Amidst quite a display of enthusiasm the woman entered the police station, accompanied by the little girl with the golden curls, who was clapping her small hands with glee. She did not seem to be aware that several of the dolls she had been at the trouble to convey from the Emporium had fallen out of her pockets on to the pavement.

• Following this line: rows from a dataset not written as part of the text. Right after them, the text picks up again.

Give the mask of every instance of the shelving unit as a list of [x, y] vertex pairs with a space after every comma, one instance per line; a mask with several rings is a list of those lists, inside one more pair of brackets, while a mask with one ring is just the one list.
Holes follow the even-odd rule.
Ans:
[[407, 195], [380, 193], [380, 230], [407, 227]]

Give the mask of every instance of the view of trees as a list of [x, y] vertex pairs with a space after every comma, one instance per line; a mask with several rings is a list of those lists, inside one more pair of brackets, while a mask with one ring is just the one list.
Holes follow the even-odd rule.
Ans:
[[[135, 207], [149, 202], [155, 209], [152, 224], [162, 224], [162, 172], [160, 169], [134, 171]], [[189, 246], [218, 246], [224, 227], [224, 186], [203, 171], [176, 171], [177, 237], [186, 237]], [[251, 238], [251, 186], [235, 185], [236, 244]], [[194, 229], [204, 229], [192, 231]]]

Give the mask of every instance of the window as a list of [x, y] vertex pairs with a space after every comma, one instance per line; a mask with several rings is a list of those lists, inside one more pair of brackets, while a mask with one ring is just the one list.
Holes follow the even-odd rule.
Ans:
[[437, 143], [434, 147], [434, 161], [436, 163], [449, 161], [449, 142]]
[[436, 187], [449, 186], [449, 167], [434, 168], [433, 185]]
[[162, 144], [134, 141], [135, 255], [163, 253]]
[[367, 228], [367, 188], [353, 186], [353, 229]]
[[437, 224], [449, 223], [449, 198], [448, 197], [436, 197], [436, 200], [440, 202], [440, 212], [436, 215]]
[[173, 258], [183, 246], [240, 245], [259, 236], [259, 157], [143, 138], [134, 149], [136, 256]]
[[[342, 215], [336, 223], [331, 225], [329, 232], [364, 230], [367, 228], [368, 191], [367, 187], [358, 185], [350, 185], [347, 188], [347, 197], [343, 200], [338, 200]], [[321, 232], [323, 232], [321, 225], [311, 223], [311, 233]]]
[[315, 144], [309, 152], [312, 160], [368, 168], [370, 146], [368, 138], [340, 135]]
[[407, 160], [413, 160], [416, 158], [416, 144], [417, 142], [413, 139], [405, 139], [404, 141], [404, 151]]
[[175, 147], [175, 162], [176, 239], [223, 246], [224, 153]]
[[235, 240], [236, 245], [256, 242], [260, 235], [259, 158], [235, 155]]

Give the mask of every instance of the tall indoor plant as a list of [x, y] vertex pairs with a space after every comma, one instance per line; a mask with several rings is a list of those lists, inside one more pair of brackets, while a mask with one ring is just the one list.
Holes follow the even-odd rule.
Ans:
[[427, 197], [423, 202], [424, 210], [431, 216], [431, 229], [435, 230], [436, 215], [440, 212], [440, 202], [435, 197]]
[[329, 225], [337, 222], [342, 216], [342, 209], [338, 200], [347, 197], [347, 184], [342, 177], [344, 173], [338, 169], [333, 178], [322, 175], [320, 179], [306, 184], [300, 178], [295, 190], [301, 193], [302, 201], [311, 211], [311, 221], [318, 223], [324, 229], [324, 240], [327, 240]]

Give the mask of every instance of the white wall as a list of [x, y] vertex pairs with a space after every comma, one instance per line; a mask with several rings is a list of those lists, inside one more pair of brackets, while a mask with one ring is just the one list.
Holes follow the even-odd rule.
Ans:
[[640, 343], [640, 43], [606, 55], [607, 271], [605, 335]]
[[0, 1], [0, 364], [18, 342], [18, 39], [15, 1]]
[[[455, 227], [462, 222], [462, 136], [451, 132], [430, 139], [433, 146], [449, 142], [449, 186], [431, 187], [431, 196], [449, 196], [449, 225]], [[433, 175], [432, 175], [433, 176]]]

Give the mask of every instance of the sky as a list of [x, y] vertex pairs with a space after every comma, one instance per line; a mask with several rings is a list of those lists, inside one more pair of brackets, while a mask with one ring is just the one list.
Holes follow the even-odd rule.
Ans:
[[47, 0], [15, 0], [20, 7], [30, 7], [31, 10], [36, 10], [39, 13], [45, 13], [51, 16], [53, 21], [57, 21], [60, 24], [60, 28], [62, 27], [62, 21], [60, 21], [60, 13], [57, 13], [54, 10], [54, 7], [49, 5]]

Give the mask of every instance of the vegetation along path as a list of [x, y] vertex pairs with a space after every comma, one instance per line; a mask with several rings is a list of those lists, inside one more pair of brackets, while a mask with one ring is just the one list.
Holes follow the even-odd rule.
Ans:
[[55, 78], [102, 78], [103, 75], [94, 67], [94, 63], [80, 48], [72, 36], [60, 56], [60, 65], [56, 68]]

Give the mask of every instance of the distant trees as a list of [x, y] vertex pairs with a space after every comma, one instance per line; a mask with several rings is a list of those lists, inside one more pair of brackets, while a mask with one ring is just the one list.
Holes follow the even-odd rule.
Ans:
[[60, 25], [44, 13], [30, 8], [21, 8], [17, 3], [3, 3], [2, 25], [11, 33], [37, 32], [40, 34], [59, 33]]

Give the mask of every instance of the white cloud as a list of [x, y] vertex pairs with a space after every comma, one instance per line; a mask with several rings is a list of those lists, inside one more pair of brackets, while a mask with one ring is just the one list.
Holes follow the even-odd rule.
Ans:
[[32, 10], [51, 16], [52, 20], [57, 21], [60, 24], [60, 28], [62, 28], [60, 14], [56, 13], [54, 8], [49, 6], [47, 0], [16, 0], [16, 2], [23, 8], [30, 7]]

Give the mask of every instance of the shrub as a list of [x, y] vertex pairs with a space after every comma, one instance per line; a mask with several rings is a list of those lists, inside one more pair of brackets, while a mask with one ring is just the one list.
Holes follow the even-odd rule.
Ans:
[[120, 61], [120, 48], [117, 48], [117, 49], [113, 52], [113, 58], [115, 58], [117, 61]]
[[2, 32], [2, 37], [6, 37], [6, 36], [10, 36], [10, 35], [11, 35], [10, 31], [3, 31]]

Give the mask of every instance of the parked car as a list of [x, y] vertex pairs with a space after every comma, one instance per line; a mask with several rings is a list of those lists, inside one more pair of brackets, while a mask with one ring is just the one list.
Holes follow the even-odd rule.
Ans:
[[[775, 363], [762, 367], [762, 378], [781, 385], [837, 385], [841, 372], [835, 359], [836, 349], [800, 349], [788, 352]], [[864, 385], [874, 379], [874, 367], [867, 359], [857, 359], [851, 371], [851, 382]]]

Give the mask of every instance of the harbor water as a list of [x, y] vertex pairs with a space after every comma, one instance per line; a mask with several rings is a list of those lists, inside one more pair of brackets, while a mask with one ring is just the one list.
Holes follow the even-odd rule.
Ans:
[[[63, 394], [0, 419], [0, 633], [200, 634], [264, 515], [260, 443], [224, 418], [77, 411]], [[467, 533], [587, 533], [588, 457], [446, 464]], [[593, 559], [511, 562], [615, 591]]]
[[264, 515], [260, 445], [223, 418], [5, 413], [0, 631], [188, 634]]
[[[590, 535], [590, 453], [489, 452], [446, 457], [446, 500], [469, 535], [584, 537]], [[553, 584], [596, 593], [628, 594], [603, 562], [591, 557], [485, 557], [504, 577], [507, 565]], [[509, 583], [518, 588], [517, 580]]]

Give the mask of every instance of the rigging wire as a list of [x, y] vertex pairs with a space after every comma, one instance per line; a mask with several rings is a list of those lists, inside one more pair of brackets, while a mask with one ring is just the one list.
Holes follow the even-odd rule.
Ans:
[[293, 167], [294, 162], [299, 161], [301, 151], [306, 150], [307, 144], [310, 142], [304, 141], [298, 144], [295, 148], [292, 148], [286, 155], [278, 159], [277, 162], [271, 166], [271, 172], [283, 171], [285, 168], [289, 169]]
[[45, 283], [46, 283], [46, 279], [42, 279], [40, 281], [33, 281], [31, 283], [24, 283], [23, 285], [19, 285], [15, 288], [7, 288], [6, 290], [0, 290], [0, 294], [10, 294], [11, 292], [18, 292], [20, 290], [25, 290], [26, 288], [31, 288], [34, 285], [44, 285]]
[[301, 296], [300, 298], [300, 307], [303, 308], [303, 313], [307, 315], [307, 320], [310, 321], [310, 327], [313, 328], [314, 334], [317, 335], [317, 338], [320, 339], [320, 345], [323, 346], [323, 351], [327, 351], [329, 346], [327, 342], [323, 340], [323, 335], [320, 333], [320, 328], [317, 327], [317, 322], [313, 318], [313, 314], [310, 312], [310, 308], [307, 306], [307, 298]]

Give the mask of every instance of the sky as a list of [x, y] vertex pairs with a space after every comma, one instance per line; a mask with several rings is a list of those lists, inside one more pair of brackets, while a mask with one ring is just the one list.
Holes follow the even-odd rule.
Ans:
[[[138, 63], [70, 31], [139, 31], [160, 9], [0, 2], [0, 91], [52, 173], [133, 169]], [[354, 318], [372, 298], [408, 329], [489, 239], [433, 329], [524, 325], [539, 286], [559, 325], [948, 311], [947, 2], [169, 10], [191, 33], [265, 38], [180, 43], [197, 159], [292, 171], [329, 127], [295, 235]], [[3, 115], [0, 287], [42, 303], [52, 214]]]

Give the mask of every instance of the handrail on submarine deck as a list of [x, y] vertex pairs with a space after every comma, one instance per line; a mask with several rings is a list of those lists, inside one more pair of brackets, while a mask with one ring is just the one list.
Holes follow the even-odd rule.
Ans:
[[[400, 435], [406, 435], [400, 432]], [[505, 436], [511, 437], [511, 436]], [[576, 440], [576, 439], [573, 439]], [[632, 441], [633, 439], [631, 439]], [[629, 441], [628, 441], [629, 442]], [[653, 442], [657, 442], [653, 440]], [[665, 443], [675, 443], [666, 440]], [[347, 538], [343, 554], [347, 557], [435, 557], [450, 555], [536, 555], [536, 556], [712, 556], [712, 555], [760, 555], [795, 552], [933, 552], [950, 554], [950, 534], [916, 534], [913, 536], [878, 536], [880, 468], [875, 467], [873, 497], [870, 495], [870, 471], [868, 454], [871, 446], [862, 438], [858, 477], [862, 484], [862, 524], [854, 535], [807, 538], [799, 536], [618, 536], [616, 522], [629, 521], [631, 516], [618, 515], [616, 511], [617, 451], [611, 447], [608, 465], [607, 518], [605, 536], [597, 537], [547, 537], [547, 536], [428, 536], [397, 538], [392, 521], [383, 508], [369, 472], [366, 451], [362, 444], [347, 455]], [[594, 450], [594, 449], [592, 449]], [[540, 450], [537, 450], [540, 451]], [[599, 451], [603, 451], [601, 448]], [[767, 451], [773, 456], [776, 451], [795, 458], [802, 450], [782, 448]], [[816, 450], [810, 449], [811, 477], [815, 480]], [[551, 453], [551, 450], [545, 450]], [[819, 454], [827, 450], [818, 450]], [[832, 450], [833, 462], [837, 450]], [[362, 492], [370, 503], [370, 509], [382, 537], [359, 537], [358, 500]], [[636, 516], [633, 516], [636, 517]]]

“Wot’s up, Bill?” said a male street-person, with a filthy scarf round his neck, to one whose neck was encased less adequately in only the band of his shirt.
“Bin pinching one o’ the unemployed,” said his companion, with an admirable assumption of the air of a Christian martyr.
VI
Within the precincts of the police station the boy, still bewildered yet not afraid, was brought to stand in a gloomy room with iron bars across the windows. In this a bald-headed man sat at a desk writing.
“Pearson,” said the bald-headed man to a police constable who wore no helmet, “fetch one o’ them velvet cheers out o’ the horfis for her ladyship.”
The bald-headed man spoke in a very dictatorial manner, without looking up from his writing. Upon the entrance of the woman he rose majestically.
“There’ll be a cheer for you in a minute, my lady,” he said, addressing the woman as though it gave him great pleasure to do so. “Had we knowed you was coming we’d ’a had it dusted.”
“It is of no consequence,” said the woman, as if she meant it.
By this time her tone had acquired a note of sweetness. She had seemed to be mollified by the manner in which her progress had stirred the great heart of the public.